Basically you have a lot of freedom how to create these prompts and examples

In [None]:
### Now tell the language model how to act. This is an example. (it might be a rather dumm instruction given our context!)

# Behaviour
system = f"""\
You are a helpful assistant. 
"""

# Question + Context
### This is where we add our question ⬇⬇
### TODO: You might need to properly print the array
user2 = f"""\
CONTEXT: {results['documents'][0]}

QUESTION: {question}
"""

### This is the final prompt
messages=[
    {"role": "system", "content": system},
    {"role": "user", "content": user2},
]
messages

In [None]:
### Step 3: Call to OPEN AI
response = openai.ChatCompletion.create(
    model="gpt-3.5-turbo",
    messages=messages,
    temperature=0.6,
    max_tokens=800,
    top_p=1,
    frequency_penalty=1,
    presence_penalty=1
)

response.choices[0].message.content

Now let's see how the Language Model replies, when we give it a more concise construction set:

In [None]:
# source: https://github.com/gannonh/chatgpt-pgvector
### Now tell the language model how to act. This is an example. (it might be a rather dumm instruction given our context!)

# Behaviour
system = f"""\
You are a helpful assistant. When given CONTEXT you answer questions using only that information,\
and you always format your output in markdown. You include code snippets if relevant. If you are unsure and the answer\
is not explicitly written in the CONTEXT provided, you say\
"Sorry, I don't know how to help with that."  If the CONTEXT includes \
source URLs include them under a SOURCES heading at the end of your response.
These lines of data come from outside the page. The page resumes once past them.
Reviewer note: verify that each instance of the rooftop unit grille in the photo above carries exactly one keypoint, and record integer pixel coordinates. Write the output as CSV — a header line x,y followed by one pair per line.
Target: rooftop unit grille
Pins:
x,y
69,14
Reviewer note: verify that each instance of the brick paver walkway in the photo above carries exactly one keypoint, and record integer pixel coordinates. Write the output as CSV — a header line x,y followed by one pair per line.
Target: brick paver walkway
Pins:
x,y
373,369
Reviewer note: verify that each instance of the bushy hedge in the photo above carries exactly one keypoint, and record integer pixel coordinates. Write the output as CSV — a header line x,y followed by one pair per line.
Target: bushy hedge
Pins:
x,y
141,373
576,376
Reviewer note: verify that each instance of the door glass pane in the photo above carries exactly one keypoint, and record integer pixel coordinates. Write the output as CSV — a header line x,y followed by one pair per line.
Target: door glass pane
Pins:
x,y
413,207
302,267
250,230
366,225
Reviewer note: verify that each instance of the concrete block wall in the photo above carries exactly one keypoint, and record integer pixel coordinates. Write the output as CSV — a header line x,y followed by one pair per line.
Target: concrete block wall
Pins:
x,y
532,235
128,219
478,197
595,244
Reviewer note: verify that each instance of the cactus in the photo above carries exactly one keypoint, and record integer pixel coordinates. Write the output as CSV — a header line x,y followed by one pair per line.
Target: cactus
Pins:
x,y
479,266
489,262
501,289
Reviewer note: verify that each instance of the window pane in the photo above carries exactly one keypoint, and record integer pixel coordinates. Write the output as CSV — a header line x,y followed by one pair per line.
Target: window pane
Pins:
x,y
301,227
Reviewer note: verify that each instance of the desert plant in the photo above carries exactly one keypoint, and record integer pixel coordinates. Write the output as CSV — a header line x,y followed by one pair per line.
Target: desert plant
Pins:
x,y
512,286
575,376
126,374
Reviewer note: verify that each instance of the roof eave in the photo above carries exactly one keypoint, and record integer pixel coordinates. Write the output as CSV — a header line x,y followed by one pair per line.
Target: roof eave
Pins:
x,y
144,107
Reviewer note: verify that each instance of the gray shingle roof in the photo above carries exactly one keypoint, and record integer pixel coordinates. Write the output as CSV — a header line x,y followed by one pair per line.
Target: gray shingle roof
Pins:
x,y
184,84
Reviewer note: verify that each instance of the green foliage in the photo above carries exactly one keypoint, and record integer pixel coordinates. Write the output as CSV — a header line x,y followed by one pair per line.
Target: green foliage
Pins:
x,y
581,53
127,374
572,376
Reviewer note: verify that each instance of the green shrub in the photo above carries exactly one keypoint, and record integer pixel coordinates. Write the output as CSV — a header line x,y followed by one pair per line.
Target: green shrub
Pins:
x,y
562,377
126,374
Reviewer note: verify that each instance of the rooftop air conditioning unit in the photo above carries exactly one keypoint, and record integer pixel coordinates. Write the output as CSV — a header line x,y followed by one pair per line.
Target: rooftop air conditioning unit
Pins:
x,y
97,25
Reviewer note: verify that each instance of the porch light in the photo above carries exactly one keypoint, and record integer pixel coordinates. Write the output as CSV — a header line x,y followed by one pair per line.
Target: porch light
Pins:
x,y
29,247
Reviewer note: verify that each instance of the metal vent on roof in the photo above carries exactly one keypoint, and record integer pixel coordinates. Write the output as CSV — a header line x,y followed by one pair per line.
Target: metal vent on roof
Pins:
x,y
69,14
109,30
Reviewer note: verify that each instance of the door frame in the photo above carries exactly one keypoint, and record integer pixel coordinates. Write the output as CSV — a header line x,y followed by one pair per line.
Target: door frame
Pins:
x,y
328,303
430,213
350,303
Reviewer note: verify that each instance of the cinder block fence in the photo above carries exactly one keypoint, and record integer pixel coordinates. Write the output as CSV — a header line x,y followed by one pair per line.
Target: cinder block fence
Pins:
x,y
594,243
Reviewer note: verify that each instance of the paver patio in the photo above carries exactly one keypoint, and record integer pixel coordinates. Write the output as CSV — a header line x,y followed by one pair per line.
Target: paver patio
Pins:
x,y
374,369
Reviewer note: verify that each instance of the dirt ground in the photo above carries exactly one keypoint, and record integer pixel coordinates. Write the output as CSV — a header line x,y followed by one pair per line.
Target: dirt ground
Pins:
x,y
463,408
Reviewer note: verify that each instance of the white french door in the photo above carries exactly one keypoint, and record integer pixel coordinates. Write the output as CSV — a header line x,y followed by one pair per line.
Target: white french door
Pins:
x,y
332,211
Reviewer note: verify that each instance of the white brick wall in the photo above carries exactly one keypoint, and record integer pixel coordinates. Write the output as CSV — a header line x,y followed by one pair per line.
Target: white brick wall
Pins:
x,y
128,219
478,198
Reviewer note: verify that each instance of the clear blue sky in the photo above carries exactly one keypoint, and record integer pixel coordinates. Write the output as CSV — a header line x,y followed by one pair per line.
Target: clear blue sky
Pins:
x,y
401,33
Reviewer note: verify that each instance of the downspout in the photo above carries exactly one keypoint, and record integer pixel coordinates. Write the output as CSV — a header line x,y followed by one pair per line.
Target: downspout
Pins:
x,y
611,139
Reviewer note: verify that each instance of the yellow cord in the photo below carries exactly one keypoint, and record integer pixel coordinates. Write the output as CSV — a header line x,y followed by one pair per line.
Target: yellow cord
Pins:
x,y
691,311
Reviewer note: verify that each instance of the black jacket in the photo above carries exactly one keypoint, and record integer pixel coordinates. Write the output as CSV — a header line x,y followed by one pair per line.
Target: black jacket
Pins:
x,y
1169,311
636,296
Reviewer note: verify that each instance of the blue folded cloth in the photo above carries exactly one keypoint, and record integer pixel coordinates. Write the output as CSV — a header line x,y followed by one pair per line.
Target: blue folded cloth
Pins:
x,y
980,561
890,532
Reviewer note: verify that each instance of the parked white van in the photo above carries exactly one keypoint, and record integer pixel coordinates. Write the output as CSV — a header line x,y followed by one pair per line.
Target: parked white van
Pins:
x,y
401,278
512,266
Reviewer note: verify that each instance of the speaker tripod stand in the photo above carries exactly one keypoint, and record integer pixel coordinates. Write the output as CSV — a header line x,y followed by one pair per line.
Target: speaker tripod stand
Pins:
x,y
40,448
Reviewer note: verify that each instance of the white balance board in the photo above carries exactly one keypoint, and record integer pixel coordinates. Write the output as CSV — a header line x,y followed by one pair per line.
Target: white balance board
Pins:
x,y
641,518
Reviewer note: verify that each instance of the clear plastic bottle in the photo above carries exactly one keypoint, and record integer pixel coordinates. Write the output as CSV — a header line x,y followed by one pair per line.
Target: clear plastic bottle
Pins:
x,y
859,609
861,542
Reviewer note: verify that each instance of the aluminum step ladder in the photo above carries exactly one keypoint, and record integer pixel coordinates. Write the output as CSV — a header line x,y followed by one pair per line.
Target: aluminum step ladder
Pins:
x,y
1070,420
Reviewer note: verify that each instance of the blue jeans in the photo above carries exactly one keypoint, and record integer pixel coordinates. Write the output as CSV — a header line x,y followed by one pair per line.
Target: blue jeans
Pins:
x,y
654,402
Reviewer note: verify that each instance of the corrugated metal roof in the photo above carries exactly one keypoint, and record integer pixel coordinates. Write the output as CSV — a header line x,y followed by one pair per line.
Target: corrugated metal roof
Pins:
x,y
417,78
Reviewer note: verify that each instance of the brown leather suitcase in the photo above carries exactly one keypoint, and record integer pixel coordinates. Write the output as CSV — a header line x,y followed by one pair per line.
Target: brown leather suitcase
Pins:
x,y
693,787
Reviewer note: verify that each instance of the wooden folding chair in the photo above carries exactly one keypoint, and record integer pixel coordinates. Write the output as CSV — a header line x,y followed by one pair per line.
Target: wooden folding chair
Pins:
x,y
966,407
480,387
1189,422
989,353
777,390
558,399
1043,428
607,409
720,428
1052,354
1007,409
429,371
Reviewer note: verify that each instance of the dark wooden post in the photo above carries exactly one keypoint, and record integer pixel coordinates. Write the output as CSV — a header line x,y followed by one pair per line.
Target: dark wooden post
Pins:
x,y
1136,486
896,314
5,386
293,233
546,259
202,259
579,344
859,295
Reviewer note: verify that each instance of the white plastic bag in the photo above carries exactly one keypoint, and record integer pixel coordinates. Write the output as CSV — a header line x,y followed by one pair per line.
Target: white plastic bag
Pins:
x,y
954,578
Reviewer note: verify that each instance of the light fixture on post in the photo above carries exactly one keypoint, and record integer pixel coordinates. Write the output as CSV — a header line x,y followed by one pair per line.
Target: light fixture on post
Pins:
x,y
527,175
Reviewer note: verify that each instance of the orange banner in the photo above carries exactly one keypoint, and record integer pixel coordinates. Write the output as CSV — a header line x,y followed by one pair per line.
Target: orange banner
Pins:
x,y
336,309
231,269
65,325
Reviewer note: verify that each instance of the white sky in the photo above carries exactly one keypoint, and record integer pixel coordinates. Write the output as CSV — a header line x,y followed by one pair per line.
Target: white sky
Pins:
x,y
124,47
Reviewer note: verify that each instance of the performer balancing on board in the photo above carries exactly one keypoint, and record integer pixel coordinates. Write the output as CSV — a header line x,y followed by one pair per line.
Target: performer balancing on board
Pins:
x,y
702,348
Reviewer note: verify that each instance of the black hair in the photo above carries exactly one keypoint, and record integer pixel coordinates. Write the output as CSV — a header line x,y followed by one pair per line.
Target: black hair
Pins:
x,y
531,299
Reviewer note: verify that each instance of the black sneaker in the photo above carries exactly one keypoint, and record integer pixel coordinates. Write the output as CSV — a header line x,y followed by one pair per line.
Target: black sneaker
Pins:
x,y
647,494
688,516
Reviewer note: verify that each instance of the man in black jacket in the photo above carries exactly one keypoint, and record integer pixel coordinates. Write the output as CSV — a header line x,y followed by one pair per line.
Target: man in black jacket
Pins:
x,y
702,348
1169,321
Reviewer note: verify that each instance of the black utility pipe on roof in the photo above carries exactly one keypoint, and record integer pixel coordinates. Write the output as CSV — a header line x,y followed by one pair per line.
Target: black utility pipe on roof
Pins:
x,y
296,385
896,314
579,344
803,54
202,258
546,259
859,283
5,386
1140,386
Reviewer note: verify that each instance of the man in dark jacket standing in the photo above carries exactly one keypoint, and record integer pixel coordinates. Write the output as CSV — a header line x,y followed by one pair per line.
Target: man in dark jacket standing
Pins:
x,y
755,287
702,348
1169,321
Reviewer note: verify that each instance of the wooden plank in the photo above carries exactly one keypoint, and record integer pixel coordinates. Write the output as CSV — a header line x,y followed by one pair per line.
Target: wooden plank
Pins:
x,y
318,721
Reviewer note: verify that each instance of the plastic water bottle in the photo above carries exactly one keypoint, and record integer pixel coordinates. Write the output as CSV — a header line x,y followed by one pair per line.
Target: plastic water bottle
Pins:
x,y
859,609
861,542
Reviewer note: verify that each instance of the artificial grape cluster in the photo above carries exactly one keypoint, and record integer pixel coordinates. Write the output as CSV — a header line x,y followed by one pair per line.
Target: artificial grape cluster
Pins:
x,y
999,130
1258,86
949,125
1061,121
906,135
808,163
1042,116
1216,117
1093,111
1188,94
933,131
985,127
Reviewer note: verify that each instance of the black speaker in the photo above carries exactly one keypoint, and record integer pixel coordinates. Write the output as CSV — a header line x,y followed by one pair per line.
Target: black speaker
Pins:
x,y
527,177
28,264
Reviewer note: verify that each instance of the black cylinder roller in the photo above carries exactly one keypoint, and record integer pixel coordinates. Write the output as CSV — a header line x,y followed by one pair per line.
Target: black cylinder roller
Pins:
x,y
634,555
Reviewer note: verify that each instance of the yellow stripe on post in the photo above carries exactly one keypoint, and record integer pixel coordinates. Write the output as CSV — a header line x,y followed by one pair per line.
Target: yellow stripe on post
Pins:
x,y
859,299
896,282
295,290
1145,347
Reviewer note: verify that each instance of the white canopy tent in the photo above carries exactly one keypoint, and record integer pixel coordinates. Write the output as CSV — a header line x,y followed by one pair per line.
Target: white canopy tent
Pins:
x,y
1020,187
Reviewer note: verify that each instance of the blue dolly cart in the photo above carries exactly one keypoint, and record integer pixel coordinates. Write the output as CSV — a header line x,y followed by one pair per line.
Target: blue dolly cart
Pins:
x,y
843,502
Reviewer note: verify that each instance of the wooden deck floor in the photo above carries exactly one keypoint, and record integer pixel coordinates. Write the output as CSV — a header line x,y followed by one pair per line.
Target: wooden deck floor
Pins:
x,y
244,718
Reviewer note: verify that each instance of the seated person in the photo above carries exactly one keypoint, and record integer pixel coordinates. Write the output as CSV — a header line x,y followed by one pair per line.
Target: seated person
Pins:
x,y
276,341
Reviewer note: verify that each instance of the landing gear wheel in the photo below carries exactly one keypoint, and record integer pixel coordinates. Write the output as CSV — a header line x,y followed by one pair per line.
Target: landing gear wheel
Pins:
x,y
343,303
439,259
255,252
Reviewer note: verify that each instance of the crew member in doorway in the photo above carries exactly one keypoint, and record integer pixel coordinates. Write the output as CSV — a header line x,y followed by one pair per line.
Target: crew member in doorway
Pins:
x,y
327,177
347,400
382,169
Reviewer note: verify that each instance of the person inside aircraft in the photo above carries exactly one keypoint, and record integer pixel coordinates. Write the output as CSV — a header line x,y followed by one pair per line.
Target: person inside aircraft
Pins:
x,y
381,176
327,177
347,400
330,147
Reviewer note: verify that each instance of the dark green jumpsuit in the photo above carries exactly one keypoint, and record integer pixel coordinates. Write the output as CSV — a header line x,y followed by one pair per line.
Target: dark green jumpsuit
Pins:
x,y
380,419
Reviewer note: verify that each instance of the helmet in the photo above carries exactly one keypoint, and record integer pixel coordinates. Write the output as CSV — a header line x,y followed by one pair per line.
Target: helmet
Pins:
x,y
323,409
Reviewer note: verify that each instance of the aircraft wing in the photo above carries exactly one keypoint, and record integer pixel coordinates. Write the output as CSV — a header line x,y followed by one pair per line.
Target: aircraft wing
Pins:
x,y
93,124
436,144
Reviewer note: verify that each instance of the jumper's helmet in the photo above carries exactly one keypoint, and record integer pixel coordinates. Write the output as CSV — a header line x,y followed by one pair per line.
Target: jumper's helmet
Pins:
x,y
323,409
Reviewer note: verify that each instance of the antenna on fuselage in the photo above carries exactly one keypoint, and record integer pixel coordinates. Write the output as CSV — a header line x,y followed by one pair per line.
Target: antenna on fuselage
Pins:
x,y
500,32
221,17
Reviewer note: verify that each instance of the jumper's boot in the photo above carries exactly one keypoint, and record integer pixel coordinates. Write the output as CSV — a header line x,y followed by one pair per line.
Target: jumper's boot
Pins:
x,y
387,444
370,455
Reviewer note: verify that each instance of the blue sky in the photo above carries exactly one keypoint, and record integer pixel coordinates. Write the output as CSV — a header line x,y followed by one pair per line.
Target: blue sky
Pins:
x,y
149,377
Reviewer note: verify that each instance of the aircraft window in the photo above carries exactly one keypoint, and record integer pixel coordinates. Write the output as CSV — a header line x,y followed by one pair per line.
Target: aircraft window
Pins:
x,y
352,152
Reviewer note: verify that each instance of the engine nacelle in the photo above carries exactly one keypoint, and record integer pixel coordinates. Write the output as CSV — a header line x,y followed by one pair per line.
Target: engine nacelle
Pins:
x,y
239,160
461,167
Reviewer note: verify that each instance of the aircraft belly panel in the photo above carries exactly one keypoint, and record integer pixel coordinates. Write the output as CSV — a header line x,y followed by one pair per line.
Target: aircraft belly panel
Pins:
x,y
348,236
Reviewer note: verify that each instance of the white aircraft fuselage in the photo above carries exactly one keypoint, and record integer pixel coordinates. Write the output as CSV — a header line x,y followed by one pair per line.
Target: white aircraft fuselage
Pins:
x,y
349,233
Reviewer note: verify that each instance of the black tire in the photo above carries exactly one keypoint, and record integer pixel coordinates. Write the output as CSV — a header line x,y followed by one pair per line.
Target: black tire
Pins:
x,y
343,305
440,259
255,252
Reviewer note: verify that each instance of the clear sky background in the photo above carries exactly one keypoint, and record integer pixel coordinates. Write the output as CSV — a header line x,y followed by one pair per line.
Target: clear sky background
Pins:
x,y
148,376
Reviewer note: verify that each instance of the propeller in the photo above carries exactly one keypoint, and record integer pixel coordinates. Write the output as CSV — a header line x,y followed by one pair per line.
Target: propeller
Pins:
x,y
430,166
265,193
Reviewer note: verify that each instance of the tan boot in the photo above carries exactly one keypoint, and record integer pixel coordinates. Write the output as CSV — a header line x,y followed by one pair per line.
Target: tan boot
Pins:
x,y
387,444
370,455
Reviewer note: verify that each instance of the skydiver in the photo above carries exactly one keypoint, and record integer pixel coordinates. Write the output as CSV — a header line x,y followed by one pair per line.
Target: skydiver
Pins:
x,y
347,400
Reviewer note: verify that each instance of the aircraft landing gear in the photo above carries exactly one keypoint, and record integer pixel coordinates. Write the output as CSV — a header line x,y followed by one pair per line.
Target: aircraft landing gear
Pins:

Always include all of the relevant source urls \
from the CONTEXT, but never list a URL more than once (ignore trailing forward slashes when comparing for uniqueness). Never include URLs that are not in the CONTEXT sections. Never make up URLs\
"""

# Example
user1 = f"""\
CONTEXT:
Next.js is a React framework for creating production-ready web applications. It provides a variety of methods for fetching data, a built-in router, and a Next.js Compiler for transforming and minifying JavaScript code. It also includes a built-in Image Component and Automatic Image Optimization for resizing, optimizing, and serving images in modern formats.
SOURCE: nextjs.org/docs/faq

QUESTION: 
what is nextjs? 
"""

assistant1 = f"""\
Next.js is a framework for building production-ready web applications using React. It offers various data fetching options, comes equipped with an integrated router, and features a Next.js compiler for transforming and minifying JavaScript. Additionally, it has an inbuilt Image Component and Automatic Image Optimization that helps resize, optimize, and deliver images in modern formats.
  
\`\`\`js
function HomePage() {{
  return <div>Welcome to Next.js!</div>
}}

export default HomePage
\`\`\`

SOURCES:
https://nextjs.org/docs/faq
"""

# Question + Context
### This is where we add our question ⬇⬇
### TODO: You might need to correct the array reference! (right now, only one result is taken into account)
user2 = f"""\
CONTEXT: {results['documents'][0]}

QUESTION: {question}
"""

### This is the final prompt
messages=[
    {"role": "system", "content": system},
    {"role": "user", "content": user1},
    {"role": "assistant", "content": assistant1},
    {"role": "user", "content": user2},
]
messages

In [None]:
### Step 3: Call to OPEN AI
response = openai.ChatCompletion.create(
    model="gpt-3.5-turbo",
    messages=messages,
    temperature=0.6,
    max_tokens=2100,
    top_p=1,
    frequency_penalty=1,
    presence_penalty=1
)

response.choices[0].message.content

## Next steps: Play with it 🚀💭

- In Step 3: Think about the usage of `results['documents'][0]` for the CONTEXT.
- In Step 3: Use "gpt4" instead of "gpt-3.5-turbo" in "Step 3"
- In Step 2: Use more results from database `nr_of_results=4`?
- In Step 3: Play with temperature, max_tokens
- In Step 0: Look at the dataset. There is another dataset called: `with_source`. This dataset has the link to the document inside: `SOURCE: https:/....` When using this dataset, you can actually output the source to your document.
- In Step 3: Change the systemprompt: `You are a very euphoric...`
- In Step 3: Change the example
- Generally: Be aware, whenever you change something, you might want to compare how the new answer is compared to the old one? How could you do that reliably?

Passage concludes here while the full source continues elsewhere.